About our site
www.stcuthbertshouse.com is us
We hope our website conveys something of our heart...we've put it together ourselves, rather than have some swishy web design agency do it for us (or TO us!), so it's really home-grown, and home-baked... Most of it was done late into the night, after a long day onsite with the builders...so that's my excuse for any gobbledegook you might encounter.
Almost all of the photographs around the site are ones we've taken ourselves. Thanks to One NorthEast, who made those 'Passionate about...' straplines, at the bottom of each page, available for free. I don't think they expected us to be 'passionate about' quite so many diffferent things (a warm welcome, being together, working together, our hidden places and our environment) - but they kept 'em coming! The pictures of puffins on the birdwatching page were taken by our friend Wayne Geater, and we're grateful to him for lettig us use them.
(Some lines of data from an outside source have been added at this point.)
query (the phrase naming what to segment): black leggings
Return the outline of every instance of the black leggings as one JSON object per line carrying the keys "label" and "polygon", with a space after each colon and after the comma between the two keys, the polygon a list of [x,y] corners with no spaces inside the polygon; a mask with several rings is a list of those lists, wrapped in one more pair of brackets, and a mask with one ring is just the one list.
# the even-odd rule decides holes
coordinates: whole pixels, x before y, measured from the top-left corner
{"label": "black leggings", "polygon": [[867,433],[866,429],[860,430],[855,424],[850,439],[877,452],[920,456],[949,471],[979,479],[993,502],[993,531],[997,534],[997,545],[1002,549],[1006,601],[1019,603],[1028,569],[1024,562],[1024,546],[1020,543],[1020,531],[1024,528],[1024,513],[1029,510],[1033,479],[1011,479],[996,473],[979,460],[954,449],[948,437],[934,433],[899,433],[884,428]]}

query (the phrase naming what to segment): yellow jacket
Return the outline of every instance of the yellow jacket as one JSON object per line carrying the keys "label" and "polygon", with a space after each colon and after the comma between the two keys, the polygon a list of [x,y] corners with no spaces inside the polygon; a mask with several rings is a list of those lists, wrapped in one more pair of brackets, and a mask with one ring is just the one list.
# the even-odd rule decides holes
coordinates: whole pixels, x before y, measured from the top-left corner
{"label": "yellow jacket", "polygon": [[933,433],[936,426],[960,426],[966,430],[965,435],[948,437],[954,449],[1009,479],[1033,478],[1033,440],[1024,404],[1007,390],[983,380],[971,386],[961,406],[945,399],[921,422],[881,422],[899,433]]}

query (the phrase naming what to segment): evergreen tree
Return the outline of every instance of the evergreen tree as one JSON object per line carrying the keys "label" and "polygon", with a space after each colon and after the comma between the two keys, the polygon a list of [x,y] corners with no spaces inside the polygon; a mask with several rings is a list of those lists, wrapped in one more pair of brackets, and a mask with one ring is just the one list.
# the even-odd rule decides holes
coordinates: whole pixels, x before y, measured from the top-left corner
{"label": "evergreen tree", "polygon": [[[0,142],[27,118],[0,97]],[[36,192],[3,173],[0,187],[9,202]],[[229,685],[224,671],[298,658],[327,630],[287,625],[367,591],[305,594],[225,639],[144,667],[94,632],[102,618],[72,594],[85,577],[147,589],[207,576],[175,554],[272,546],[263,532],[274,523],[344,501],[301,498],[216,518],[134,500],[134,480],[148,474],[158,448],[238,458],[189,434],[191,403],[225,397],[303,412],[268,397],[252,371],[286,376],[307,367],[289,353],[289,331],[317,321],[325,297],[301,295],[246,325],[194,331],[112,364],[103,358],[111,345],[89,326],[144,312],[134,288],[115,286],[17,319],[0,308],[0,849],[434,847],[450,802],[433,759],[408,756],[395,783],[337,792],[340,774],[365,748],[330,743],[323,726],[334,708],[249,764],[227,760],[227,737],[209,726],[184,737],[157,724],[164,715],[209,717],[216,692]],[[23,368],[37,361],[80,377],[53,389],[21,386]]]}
You can see more of Wayne's pictures on his site which is here
On the techy side, we're committed to standards-based web design. So we started with some standards-compliant css based code courtesy of Adrian Senior (who has his own site here; and who has gone more than the extra mile to help me when I reached the limit of my understanding...) and CommunityMX and worked up from there. The validation links we've included in the footer should sing a happy song if you have inclination to test them, and if you're browsing our site using a screen-reader or other accessibility aids, we'd be really pleased to hear your comments. Especially if they're gracious ones! We hope that alt tags and title tags have been correctly applied... If you find something which is broken or missing or doesn't work as it should, then please let us know.
Those really cool scrolling panels (check out the home page, and on the Guest Comments page) were inserted using a lovely plugin called Vertical Scroller Magic from Projectseven. We looked at loads of cool gizmos for our website, but avoided most of them because of their 'standards non-compliance'. So we were delighted to find some clever programmers who could achieve something so elegant and yet work to W3C standards. The same is true of the Lightbox plugin, which creates a really elegant effect when you click on (almost) any picture on the site, and yet qualifies as 'unobtrusive' code. We used this version, because it's accessible via mouse or keyboard.
So we hope you enjoy the site, we hope you enjoy Northumberland, and we hope you will come to enjoy St Cuthberts House.